The integration of AI in healthcare has already spread skepticism and anxiety among practicing doctors. This initiative addresses these anxieties by making doctors literate on basic AI applications. The mission aims to help doctors to apply these AI tools to improve diagnostic accuracy, speed up patient care, and reduce hospital administrative workloads. When implemented properly, this can help the doctors get rid of repetitive, time-consuming bottlenecks, allowing healthcare workers to focus entirely on patient healing.
Behind this automation of healthcare sits a core issue. Who will bear the responsibility when an algorithm misses a diagnosis or comes up with an inaccurate treatment recommendation?
Indian law currently has no laws on the issue. This ambiguity is a major concern.
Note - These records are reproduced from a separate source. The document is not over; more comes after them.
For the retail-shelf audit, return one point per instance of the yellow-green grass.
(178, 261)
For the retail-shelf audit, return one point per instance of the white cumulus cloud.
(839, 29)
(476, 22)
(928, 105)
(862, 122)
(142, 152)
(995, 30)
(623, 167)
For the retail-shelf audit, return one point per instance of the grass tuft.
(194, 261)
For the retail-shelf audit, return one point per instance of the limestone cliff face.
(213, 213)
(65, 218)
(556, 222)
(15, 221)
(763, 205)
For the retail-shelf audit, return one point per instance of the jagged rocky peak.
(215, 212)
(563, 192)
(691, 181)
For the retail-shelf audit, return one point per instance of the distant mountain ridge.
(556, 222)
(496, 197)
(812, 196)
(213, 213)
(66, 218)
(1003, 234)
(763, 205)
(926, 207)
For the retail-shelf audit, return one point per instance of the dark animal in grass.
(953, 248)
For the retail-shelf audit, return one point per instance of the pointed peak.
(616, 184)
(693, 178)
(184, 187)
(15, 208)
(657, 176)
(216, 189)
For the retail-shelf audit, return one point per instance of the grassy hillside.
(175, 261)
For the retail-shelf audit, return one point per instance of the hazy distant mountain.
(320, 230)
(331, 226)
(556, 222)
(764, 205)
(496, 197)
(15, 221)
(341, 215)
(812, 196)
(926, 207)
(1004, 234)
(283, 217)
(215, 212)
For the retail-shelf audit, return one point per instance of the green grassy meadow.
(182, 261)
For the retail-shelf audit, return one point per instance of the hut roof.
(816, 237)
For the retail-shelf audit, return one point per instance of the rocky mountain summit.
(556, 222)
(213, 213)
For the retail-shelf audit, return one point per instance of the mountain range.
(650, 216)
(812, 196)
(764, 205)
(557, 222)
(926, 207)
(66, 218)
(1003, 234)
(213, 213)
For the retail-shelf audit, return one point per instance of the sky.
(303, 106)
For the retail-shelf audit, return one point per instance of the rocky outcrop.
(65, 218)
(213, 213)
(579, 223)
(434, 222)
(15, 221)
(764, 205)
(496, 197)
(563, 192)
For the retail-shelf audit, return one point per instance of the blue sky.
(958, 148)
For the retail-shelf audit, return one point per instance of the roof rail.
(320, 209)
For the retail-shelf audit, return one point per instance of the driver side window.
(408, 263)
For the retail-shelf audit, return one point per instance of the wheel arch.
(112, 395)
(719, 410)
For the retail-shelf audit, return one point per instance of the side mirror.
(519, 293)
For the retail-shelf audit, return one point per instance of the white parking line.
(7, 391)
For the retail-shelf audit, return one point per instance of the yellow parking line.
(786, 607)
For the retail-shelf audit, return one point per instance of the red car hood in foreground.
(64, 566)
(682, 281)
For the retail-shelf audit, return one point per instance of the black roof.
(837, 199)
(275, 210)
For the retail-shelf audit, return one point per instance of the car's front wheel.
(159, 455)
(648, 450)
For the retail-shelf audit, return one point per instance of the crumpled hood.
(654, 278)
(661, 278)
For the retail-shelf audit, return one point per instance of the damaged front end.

While AI diagnostics tools can quicken the diagnosis, their reliability is questionable.
The AI diagnostic tools need structured and complete data to produce reliable outputs, but in India’s rural regions, the baseline doesn’t exist yet. Incomplete data will lead to inaccurate results, especially in places where better diagnostic support is needed. While training doctors on AI is vital for building a future-ready healthcare system, the real question remains how safely the Indian healthcare sector can adopt it.